Day before the attack was a dreamy day. Head-high sets rifling
down the bank. Moderate crowd. The water was stacked with bait.
Slivers of cut glass in the morning sun. A yellowtail kingfish the
size of a small pony swam straight past me. Crystal clear
water.
There’s no safety in that. We’ve learnt the published guidelines
on avoiding White shark attacks are straight up BS. They like clear
water, sunshine, small surf. The mistaken identity theory was the
first casualty. White sharks, we learnt, are curious to
aggressive.
What makes a looker, into a circler, into a bumper then a biter
we don’t know.
Neither will Rob Pedretti or his buddies that tried to drag him
in after the attack. The attack happened around ten am.
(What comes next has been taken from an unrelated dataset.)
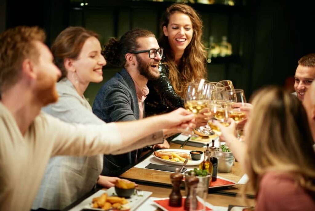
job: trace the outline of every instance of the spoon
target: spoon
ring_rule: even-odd
[[[181,171],[183,171],[183,169],[184,169],[184,167],[185,167],[186,166],[186,164],[187,164],[187,163],[188,162],[188,158],[186,158],[185,161],[184,161],[184,163],[183,164],[183,165],[181,166],[181,167],[180,168],[180,169],[179,170],[179,172],[180,173],[181,173]]]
Paramedics
were there by 10.40. The police cat scrambled from Tweed Heads,
went out the bar, turned south, went past Fingal headland, then
Kingscliff creek and the rocky reefy corner of the coast before it
got to the open stretch of beach in front of a series of resorts
and a new suburb called Casuarina.
That took just under an hour.
Rob was already gone by then.
Under a blue sheet on the beach, soul hopefully transporting to
a more peaceful place.
The cops on the cat found a lifesaver on a ski engaged in a game
of cat and mouse with a highly agitated predator. The shark had no
intention of leaving the scene of the attack. Article 37 of the
Fisheries Act was invoked which enabled the police to execute a
kill order on the shark.
The footage of the incident makes this kill order seem
confounding. At one stage in the vision a cop on the bow of the
vessel is leaning over, almost close enough to the shark to stroke
its dorsal fin. He has what appears to be a camera in
hand.
I rang Inspector Kehoe from Byron-Ballina Area Command and asked
him what the hell happened. If you had the kill order and you were
so close why was it not carried out?
“It wasn’t safe to do so,” he assured me.
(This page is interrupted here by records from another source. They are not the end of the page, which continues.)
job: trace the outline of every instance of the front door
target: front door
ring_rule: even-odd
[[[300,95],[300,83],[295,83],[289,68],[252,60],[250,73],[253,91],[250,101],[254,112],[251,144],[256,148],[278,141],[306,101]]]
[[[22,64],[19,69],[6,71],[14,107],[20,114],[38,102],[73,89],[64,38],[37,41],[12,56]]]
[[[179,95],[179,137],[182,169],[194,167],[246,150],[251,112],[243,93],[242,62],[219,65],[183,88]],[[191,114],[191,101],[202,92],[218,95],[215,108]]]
The shark was too deep to safely put away with a firearm, which
is the method used.
I didn’t ask him the deeper moral question of should it
have?
In this instance, I think yes.
A defining characteristic of living things, from amoeba to blue
whales, is the defence of itself from predation. To abnegate that
fundamental natural law is to cloak existence in a sickly coat of
misguided anthromorphism. We accept our place in the food chain,
celebrate it even, but we don’t let the killer escape back into a
highly populated surf zone.
It put the guy away, attacked his mates as they tried to rescue
him total nightmare scenario, then hung around for four hours
afterwards.
A defining characteristic of living things, from amoeba to blue
whales, is the defence of itself from predation. To abnegate that
fundamental natural law is to cloak existence in a sickly coat of
misguided anthromorphism. We accept our place in the food chain,
celebrate it even, but we don’t let the killer escape back into a
highly populated surf zone. At the least, not without a tag and a
free trip out of the area.
Can anything be done now?
My pal George Greenough has had many encounters with Whites and
written about them in detail.
Awareness is his primary tool. You got to turn on the primitive
senses, the old lizard brain, that kept us safe on the savannah. If
you feel something, check it out. Investigate movement.
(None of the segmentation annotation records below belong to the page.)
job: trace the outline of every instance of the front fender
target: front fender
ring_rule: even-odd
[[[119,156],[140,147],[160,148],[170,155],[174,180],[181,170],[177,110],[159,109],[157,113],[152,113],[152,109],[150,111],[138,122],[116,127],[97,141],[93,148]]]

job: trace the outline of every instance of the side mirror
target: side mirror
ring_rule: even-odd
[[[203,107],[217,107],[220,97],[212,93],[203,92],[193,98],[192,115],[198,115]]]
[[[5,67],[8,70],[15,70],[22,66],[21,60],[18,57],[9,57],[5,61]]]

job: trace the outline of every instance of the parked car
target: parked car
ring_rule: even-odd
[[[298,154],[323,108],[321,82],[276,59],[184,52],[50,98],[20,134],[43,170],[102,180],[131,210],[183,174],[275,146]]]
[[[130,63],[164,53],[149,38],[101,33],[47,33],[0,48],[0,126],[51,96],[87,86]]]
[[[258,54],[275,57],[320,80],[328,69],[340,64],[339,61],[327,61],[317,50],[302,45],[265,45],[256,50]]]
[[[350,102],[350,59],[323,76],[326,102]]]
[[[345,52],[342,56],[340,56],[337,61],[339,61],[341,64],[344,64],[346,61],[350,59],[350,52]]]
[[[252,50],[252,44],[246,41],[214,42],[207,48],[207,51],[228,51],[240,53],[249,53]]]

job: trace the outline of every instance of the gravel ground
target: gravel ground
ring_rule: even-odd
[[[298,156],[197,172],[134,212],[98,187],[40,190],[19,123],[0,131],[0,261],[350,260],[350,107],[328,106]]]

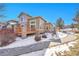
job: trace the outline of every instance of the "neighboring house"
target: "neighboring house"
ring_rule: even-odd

It’s amazing how close that big animal can get to you without
you knowing about it.
But if you can, if you can get your legs out of the road, even a
micro-seconds notice can save your life.
As for his pals who dragged him across the gutter, whilst a
ramped up White rammed them and circled them. That’s so gnarly. So,
so heavy.
People say they hate their fellow surfers. I love my fellow
sistren and brethren surfers and I love them even more when I think
of what these guys did for their pal.
I hope they’re OK.
If you know them, keep an eye out.
They won’t be sleeping well for a long time.